10-05-2017 12:12 PM
I have hit a wall trying to implement something i do all day long in EG.
We are using DI studio 4.901. I am attempting to build a job that requires the data to be max effectie dated before loading to its final destination.
I am lost on how to make this happen in the subquery transformation. I have attempted multiple ways and am unable to make it happen sucessfully.
Any assitance on simply where i need to put the Subquery code and build the job links would be greatly apreciated.
10-05-2017 02:59 PM
The SQL JOIN transformation allows you to define sub-queries.
What are you trying to do? Is this about loading into a table using SCD2?
And alternative to a sub-query can be to define first a SQL view as a "green table" (using the SQL JOIN or SQL EXTRACT transformation) and then join this view back to your source table using a 2nd SQL JOIN transformation.
10-05-2017 03:53 PM - edited 10-05-2017 03:53 PM
I was able to Sucsessfuly do wat i wanted to do in the SQL Execute node via user written code. But i was trying to be more savy and learn how to do it properly in the Join step as many have advised to do.
I am simply missing something with regards to how to build the join with a Subquery to do this.
To bad i cant upload a screen grab of my job.
My currently working code is as follows:
SOURCETABLE -> EXTRACT -> SQL Execute(max effecive date) -> Other Transformations until Table loader.
What i was trying to do:
SOURCETABLE -> EXTRACT -> SUBQUERY (with max effective date) -> JOIN -> Other Transformations until Table loader.
I could not figure out how to build the the subquery correctly to interface with the Join. Im missing some key element here.
10-06-2017 04:37 AM
Share your user written code. This will explain to us the logic you want to implement.
You can add screen shots via:
1. Take screenshot/snip and store it
2. Use the "Photos" icon here and upload the screenshot to the forum.
You can also add attachments via the icon next to "Photos".
I haven't seen your code yet but from what you describe a simple group by statement using the SQL JOIN transformation could eventually already do the job.
ata source; do group='A','B','C'; do id=1 to 5; format effective_date date9.; effective_date=today()-ceil(ranuni(1)*100); output; end; end; run; proc sql; create table want as select *, max(effective_date) as max_grouup_effective_date format=date9. from source group by group order by group, id ; quit;
10-06-2017 04:54 AM - edited 10-08-2017 07:23 PM
To generate code in DIS as below:
proc sql; create table work.Target as select source_for_subselect.Id length = 8, source_for_subselect.Group length = 8, source_for_subselect.effective_date length = 8 format = date9., max_group_effective_date length = 8 format = date9. from tests.source_for_subselect as source_for_subselect, ( select source_for_subselect_i.Group length = 8, source_for_subselect_i.effective_date as max_group_effective_date length = 8 format = date9. from tests.source_for_subselect as source_for_subselect_i group by source_for_subselect_i.Group ) ; quit;
Your flow needs to look like:
I personally find sub-selects in DIS too labor intensive to implement and even more importantly I don't like how deep the logic gets hidden in the transformation and that I can't see "everything" visually at once.
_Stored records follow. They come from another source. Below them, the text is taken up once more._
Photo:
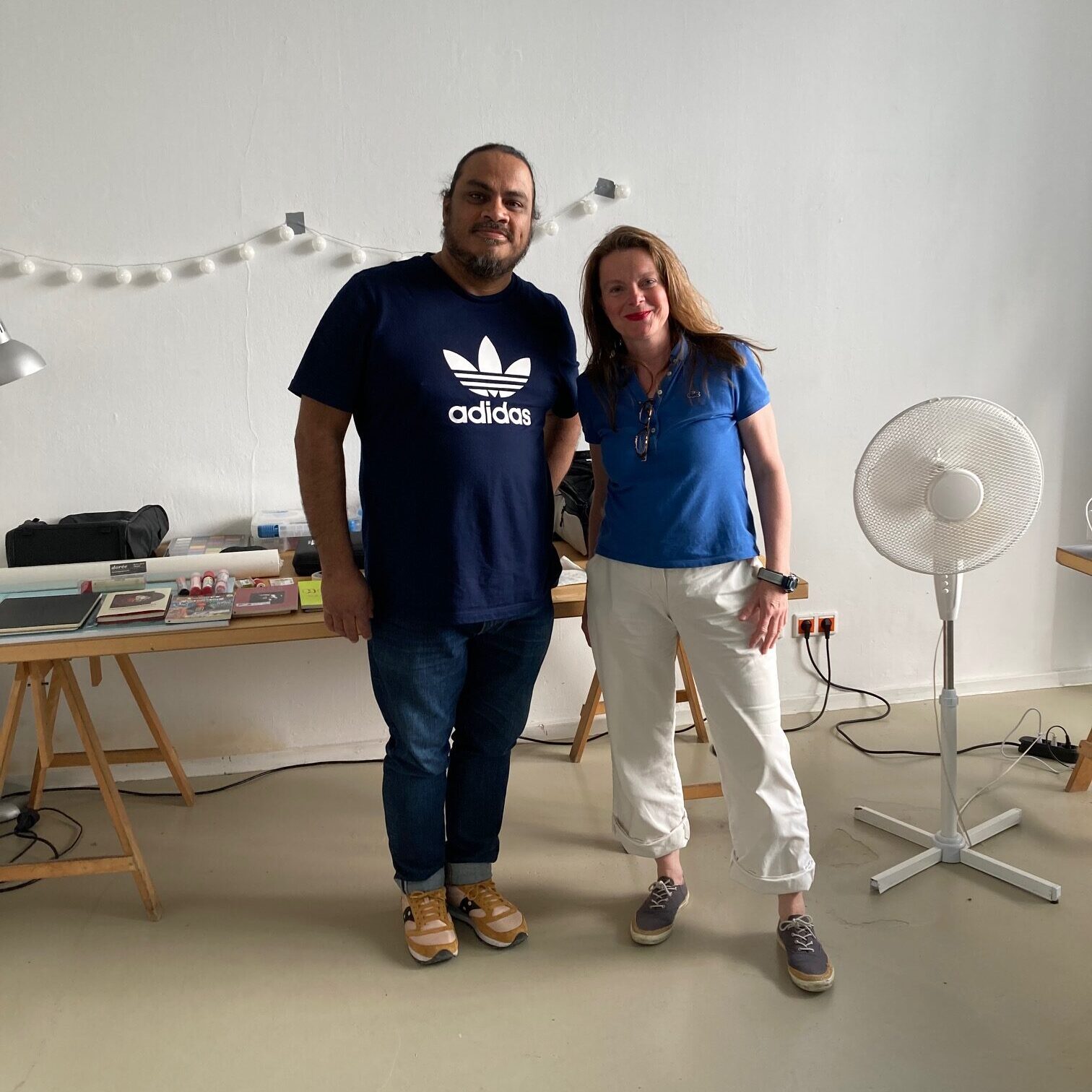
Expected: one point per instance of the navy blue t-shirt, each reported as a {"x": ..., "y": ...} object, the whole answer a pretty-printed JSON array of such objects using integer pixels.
[
  {"x": 686, "y": 505},
  {"x": 449, "y": 392}
]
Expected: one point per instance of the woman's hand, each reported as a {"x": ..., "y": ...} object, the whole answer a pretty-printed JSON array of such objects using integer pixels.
[{"x": 769, "y": 608}]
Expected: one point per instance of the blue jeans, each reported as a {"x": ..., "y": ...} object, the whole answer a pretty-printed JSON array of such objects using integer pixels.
[{"x": 476, "y": 680}]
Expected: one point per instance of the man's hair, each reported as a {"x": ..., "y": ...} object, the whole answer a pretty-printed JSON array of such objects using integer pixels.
[{"x": 507, "y": 150}]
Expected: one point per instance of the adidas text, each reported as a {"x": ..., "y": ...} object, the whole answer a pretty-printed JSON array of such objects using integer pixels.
[{"x": 485, "y": 414}]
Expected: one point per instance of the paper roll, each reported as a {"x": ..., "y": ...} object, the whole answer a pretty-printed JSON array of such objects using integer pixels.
[{"x": 46, "y": 578}]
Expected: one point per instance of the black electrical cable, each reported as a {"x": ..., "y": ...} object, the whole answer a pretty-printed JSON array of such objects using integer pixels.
[
  {"x": 870, "y": 720},
  {"x": 826, "y": 697},
  {"x": 209, "y": 792}
]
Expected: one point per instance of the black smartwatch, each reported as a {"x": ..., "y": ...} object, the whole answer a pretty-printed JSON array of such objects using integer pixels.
[{"x": 786, "y": 581}]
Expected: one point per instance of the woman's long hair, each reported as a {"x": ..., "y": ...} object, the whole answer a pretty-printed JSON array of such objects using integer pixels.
[{"x": 608, "y": 368}]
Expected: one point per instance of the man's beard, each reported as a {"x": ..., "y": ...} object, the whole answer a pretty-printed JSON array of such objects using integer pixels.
[{"x": 483, "y": 266}]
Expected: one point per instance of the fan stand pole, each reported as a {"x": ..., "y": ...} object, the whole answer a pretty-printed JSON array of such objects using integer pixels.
[{"x": 949, "y": 846}]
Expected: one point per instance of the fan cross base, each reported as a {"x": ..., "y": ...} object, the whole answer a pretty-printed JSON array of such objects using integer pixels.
[{"x": 942, "y": 850}]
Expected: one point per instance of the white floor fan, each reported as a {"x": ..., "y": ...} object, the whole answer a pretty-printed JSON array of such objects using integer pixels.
[{"x": 945, "y": 488}]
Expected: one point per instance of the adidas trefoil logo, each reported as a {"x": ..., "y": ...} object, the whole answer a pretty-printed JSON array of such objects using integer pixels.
[{"x": 490, "y": 380}]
For this reason I normally don't implement using sub-selects but I'm using two SQL joins and my job flow would look like:
The code generated by the Join node looks then like:
proc sql; create table work.Target as select source_for_subselect.Id length = 8, source_for_subselect.Group length = 8, source_for_subselect.effective_date length = 8 format = date9., max_eff_dt.max_group_effective_date length = 8 format = date9. from tests.source_for_subselect as source_for_subselect, work.max_eff_dt as max_eff_dt where source_for_subselect.Group = max_eff_dt.Group ; quit;
I've created source work.max_eff_dt as a view with a definition of:
proc sql; create view work.max_eff_dt as select Group, (max(effective_date)) as max_group_effective_date length = 8 format = date9. from &SYSLAST order by Group ; quit;
Given that a view can be seen as encapsulated SQL code which only gets executed when used.... if you compare what the flow using a sub-select generates as code with what my 2nd approach creates then you'll see that this is basically the same code when it comes to execution time.
I personally find the 2nd option easier to implement and much easier to "read" and maintain.